# Data Analytics with PySpark & Flask

## Load Data

Load data from db to Pandas df

In [1]:
import pandas as pd
import psycopg2

# connect to PostgreSQL db
conn = psycopg2.connect(
    dbname="54_proj",
    user="postgres",
    password="123",
    host="localhost",
    port="5432"
)

q_int = "SELECT * FROM interactions"
q_stu = "SELECT * FROM students"
q_lec = "SELECT * FROM lectures"
q_q = "SELECT * FROM questions"

# load sql to df
df_int = pd.read_sql(q_int, conn)
df_stu = pd.read_sql(q_stu, conn)
df_lec = pd.read_sql(q_lec, conn)
df_q = pd.read_sql(q_q, conn)

dfs = [df_int, df_stu, df_lec, df_q]

  df_int = pd.read_sql(q_int, conn)
  df_stu = pd.read_sql(q_stu, conn)
  df_lec = pd.read_sql(q_lec, conn)
  df_q = pd.read_sql(q_q, conn)


In [2]:
df_int.shape

(23000713, 7)

Create PySpark dataframe from pandas df

In [2]:
from pyspark.sql import SparkSession
import pyspark.sql.functions
from pyspark import SparkContext, SparkConf

spark = SparkSession.builder \
    .appName("Pandas to Spark") \
    .config("spark.driver.memory", "8g") \
    .config("spark.executor.memory", "4g") \
    .getOrCreate()
sc = spark.sparkContext

#check driver memory 
print(sc._conf.get('spark.driver.memory'))

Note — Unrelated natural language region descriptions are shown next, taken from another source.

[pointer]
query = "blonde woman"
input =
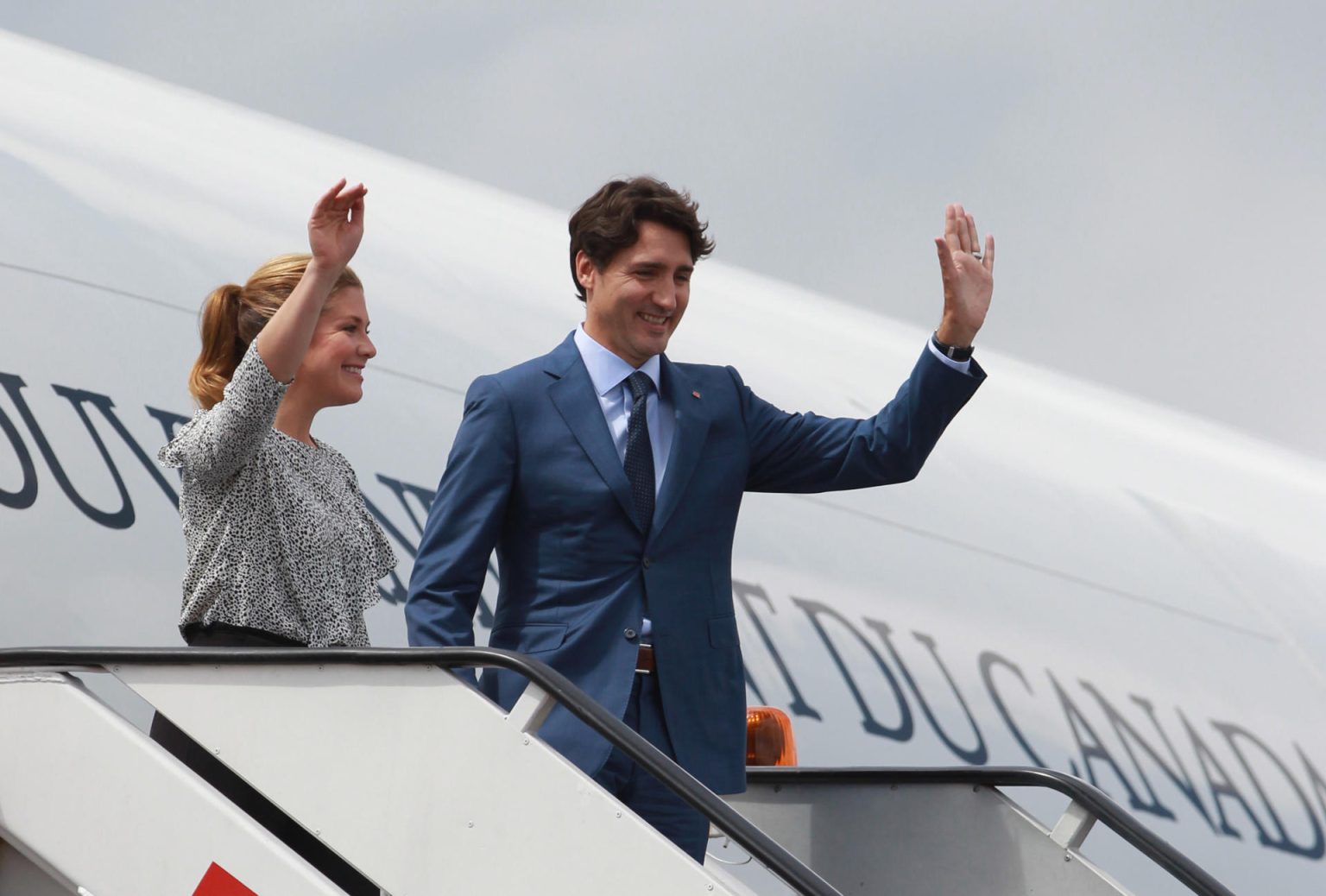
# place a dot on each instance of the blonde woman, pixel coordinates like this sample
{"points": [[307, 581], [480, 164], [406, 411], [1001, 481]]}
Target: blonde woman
{"points": [[281, 547]]}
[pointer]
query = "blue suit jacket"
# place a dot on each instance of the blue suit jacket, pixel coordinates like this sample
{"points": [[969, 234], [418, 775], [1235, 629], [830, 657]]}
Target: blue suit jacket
{"points": [[534, 472]]}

questions = spark.createDataFrame(df_q)
students = spark.createDataFrame(df_stu)
lectures = spark.createDataFrame(df_lec)
interactions = spark.createDataFrame(df_int)

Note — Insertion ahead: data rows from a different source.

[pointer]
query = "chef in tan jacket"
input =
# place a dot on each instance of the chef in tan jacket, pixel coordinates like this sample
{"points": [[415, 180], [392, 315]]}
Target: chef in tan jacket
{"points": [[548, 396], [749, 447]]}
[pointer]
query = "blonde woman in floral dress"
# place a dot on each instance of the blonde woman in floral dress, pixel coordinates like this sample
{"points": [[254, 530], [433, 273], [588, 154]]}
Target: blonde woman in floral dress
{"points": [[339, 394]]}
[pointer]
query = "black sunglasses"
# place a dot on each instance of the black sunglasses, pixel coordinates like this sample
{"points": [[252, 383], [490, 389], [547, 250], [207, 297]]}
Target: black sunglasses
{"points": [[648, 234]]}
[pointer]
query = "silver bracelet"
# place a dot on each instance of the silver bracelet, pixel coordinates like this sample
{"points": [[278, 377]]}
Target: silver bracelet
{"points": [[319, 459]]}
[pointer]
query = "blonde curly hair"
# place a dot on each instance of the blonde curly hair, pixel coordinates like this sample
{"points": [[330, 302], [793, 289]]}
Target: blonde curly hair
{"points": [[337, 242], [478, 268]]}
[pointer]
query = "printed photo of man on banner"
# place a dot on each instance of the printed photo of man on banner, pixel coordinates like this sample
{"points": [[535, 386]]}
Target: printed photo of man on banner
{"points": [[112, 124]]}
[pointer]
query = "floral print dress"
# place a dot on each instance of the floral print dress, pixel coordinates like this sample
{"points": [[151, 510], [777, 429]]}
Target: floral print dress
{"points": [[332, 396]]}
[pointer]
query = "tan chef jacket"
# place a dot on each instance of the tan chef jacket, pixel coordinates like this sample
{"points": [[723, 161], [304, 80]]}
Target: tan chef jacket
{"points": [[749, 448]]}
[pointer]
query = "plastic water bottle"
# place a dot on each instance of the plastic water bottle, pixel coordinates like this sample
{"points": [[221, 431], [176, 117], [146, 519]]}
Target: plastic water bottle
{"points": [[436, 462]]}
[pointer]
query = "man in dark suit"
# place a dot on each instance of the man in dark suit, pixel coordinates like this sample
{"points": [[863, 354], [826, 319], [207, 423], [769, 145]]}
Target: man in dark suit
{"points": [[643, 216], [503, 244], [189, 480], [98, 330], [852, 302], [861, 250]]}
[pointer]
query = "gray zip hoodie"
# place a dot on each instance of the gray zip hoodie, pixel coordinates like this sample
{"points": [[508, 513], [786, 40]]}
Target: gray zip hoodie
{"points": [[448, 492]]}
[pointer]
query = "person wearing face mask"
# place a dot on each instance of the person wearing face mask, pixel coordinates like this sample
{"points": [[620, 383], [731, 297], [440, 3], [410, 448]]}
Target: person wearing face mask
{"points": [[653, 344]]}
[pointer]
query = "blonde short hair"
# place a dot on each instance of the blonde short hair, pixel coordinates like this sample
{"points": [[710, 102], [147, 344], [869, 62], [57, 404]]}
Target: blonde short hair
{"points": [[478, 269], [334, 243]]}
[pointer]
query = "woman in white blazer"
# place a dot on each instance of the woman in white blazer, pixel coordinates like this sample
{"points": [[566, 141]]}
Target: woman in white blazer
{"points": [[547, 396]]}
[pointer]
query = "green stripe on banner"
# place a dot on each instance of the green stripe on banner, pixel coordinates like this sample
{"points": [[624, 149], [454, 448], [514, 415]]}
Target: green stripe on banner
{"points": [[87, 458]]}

24/04/20 12:27:09 WARN Utils: Your hostname, MacBook-Pro-295.local resolves to a loopback address: 127.0.0.1; using 10.206.88.24 instead (on interface en0)
24/04/20 12:27:10 WARN Utils: Set SPARK_LOCAL_IP if you need to bind to another address
Setting default log level to "WARN".
To adjust logging level use sc.setLogLevel(newLevel). For SparkR, use setLogLevel(newLevel).
24/04/20 12:27:11 WARN NativeCodeLoader: Unable to load native-hadoop library for your platform... using builtin-java classes where applicable
24/04/20 12:27:14 WARN Utils: Service 'SparkUI' could not bind on port 4040. Attempting port 4041.


8g


Select columns that is relevant to our analysis

In [3]:
interactions = interactions.select('user_id','question_id', 'user_answer', 'elapsed_time')

In [4]:
questions = questions.select('question_id', 'correct_answer', 'tags')

In [5]:
lectures = lectures.select('lecture_id', 'tags', 'video_length')

In [6]:
from pyspark.sql.functions import col, split, explode, array_contains

#split tags into list then explode to separate rows
exploded_questions = questions.withColumn("tags_array", explode(split(col("tags"), ";")))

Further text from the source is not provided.